A cada nove anos o Minotauro era alimentado com vítimas oferecidas como tributo por Atenas em compensação pela morte de Androgeu, filho do rei Minos. Sete rapazes e sete donzelas eram escolhidos para a viagem fatal a Creta, onde eram devorados. Um ano, Teseu, filho do rei Egeu, de Atenas, ofereceu-se par ir e livrar os atenienses dessa calamidade. Ele prometeu ao pai que, se conseguisse matar o Minotauro, na viagem de volta a Atenas trocaria as velas do barco, que eram pretas, por brancas.
Eles velejaram a Creta e, em sua chegada, Ariadne, filha do rei Mino, apaixonou-se por Teseu desde que ele voltasse para ela, se sobrevivesse. Ela lhe deu um novelo de um fio de ouro para que ele desenrolasse atrás de si à medida que avançasse pelo labirinto, de modo que, se fosse bem-sucedido em matar o Minotauro, seria capaz de seguir o fio e encontrar a saída.
Teseu entrou no labirinto, encontrou o Minotauro no centro e o matou. Então, enrolou o fio, encontrou o caminho de saída do labirinto e escapou de Creta com Ariadne. Na ilha de Naxos eles comemoraram a fuga e sua união dançando o Geranos, a Dança do Grou.
Depois disso, Teseu esqueceu-se de suas duas promessas: primeiro, abandonou Ariadne na ilha, indo embora sem ela; segundo esqueceu-se de içar as velas brancas na viagem de volta. Quando se aproximou de Atenas, seu pai, espreitando dos recifes, avistou as velas pretas e atirou-se ao mar, em desespero. O mar recebeu seu nome, Egeu, que perdura até os dias atuais. Teseu foi aclamado o novo rei, com o coração pesado pelo luto.


Uma possível interpretação

Este mito traz imagens muito interessantes:
Debaixo da terra, no labirinto em formato de útero às escuras, o herói, Teseu, o masculino, precisa levar o fio iluminado da feminilidade para encontrar seu caminho, da morte para a vida nova.

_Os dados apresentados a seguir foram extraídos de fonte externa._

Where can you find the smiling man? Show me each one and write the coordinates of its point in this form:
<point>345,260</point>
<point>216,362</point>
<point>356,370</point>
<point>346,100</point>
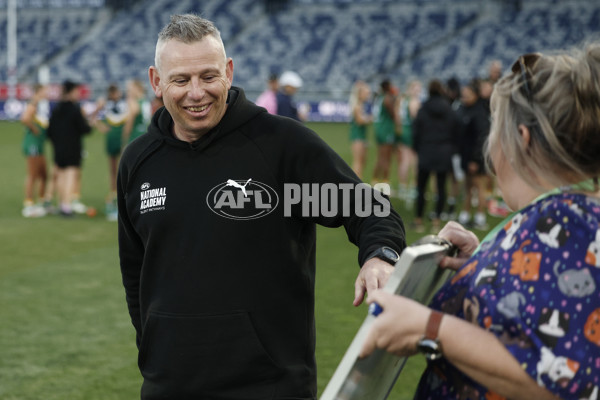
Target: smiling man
<point>219,281</point>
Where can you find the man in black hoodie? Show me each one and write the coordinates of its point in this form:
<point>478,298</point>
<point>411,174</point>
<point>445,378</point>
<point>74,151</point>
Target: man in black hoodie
<point>217,252</point>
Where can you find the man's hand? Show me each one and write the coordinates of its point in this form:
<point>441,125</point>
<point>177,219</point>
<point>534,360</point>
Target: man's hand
<point>372,276</point>
<point>465,240</point>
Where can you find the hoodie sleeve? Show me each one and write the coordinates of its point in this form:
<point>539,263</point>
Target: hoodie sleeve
<point>366,214</point>
<point>131,254</point>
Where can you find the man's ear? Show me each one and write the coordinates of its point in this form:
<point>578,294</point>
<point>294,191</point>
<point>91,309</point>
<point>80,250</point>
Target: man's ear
<point>525,135</point>
<point>229,72</point>
<point>154,77</point>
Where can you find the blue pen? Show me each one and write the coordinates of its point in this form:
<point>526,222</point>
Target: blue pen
<point>375,309</point>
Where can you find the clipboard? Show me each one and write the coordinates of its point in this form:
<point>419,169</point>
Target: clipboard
<point>417,276</point>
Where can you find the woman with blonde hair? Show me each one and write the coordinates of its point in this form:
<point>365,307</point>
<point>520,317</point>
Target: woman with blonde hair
<point>359,122</point>
<point>521,317</point>
<point>35,119</point>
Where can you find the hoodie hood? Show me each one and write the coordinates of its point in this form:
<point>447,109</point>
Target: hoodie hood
<point>239,111</point>
<point>437,107</point>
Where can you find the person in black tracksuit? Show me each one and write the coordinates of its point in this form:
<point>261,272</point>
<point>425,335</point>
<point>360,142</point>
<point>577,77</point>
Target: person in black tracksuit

A tarefa do herói é a de libertar o lado feminino (anima) para a realização de uma criação verdadeira. Ele vai enfrentar o Minotauro, símbolo daquele aspecto escuro, animal, instintivo da nossa psique que guarda o inconsciente. Teseu, o herói, tem uma jornada a ser enfrentada no seu percurso pelos caminhos escuros do inconsciente. Ariadne representa o aspecto feminino que tem, no seu novelo de ouro, a sabedoria do inconsciente.
Poderíamos fazer uma analogia entre Teseu e o educador, no sentido do caminho através do labirinto, onde, ao mesmo tempo em que ele pode se perder, ele tem diversas possibilidades a serem descobertos. Ele precisa, porém enfrentar e vencer esse lado escuro (representado pelo Minotauro), seus medos, angústias e pressões, para poder encontrar sua verdadeira essência e seu caminho seguindo o novelo de ouro; prestar atenção aos sinais da intuição, das sensações, emoções, sentimentos, para retornar e juntar-se ao seu aspecto feminino.

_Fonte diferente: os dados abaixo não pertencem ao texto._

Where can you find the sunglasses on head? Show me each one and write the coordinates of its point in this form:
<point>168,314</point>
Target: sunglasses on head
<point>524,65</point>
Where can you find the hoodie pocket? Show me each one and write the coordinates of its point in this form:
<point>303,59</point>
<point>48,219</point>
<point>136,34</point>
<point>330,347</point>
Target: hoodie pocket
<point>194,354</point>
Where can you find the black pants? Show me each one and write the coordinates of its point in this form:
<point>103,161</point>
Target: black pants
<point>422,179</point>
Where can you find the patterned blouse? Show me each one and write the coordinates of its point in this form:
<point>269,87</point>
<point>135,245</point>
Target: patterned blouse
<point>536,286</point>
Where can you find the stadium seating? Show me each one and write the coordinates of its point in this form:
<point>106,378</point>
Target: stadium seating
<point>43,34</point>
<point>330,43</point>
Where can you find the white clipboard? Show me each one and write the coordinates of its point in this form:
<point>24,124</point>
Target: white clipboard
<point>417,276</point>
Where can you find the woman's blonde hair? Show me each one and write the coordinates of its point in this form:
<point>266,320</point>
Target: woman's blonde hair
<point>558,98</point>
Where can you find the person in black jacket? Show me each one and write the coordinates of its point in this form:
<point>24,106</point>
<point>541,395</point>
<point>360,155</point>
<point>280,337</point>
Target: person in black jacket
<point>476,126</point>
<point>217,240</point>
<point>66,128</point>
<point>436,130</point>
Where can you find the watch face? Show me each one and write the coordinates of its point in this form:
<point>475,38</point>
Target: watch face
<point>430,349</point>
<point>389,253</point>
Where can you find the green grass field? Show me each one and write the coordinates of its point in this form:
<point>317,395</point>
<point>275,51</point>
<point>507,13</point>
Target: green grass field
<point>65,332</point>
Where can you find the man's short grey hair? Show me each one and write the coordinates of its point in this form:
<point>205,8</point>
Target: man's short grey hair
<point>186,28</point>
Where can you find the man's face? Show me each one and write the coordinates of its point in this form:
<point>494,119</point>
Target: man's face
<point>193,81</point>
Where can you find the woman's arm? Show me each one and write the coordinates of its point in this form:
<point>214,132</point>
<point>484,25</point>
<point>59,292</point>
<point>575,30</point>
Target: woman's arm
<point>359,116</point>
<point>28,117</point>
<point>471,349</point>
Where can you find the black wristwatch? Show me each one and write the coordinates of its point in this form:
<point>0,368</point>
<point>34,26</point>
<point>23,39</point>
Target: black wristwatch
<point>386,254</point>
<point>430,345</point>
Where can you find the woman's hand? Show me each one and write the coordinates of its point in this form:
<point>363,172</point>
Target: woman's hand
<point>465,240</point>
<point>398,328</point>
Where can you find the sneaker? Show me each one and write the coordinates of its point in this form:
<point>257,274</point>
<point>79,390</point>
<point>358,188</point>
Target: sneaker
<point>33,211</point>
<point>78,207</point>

Qual é o nosso fio de Ariadne?

A OBSERVARÇÃO, A CAPACIDADE DE OUVIR a criança.
A ESCOLHA E ADEQUAÇÃO DE ATIVIDADES - música, arte, expressão corporal, brincadeiras, contos, em função de necessidades, interesses, habilidades, dificuldades de cada um.
O EDUCADOR se cuidar, se observar, se perceber, prestar atenção aos sinais do seu corpo, se expressar.